Theory Example_Coin_Toss
theory Example_Coin_Toss
imports Martingale "HOL-Probability.Stream_Space" "HOL-Probability.Probability_Mass_Function"
begin
section ‹Example: Coin Toss›
text ‹Consider a coin-tossing game, where the coin lands on heads with probability ‹p ∈ [0, 1]›. Assume that the gambler wins a fixed amount ‹c > 0› on a heads outcome
and loses the same amount ‹c› on a tails outcome. Let ‹(X⇩n)⇩n⇩∈⇩ℕ› be a stochastic process, where ‹X⇩n› denotes the gambler's fortune after the ‹n›-th coin toss.
Then, we have the following three cases.›
text ‹1. If ‹p = 1/2›, it means the coin is fair and has an equal chance of landing heads or tails.
In this case, the gambler, on average, neither wins nor loses money over time.
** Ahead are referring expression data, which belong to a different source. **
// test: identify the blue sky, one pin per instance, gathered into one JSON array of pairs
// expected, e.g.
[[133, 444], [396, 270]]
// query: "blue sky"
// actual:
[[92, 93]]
The expected value of the gambler's fortune stays the same over time.
Therefore, ‹(X⇩n)⇩n⇩∈⇩ℕ› is a martingale.›
text ‹2. If ‹p ≥ 1/2› , it means the coin is biased in favor of heads. In this case, the gambler is more likely to win money on each bet.
Over time, the gambler's fortune tends to increase on average.
Therefore, ‹(X⇩n)⇩n⇩∈⇩ℕ› is a submartingale.›
text ‹3. If ‹p ≤ 1/2› , it means the coin is biased in favor of tails. In this scenario, the gambler is more likely to lose money on each bet.
Over time, the gambler's fortune decreases on average.
Therefore, ‹(X⇩n)⇩n⇩∈⇩ℕ› is a supermartingale.›
text ‹To formalize this example, we first consider a probability space consisting of infinite sequences of coin tosses.›
definition bernoulli_stream :: "real ⇒ (bool stream) measure" where
"bernoulli_stream p = stream_space (measure_pmf (bernoulli_pmf p))"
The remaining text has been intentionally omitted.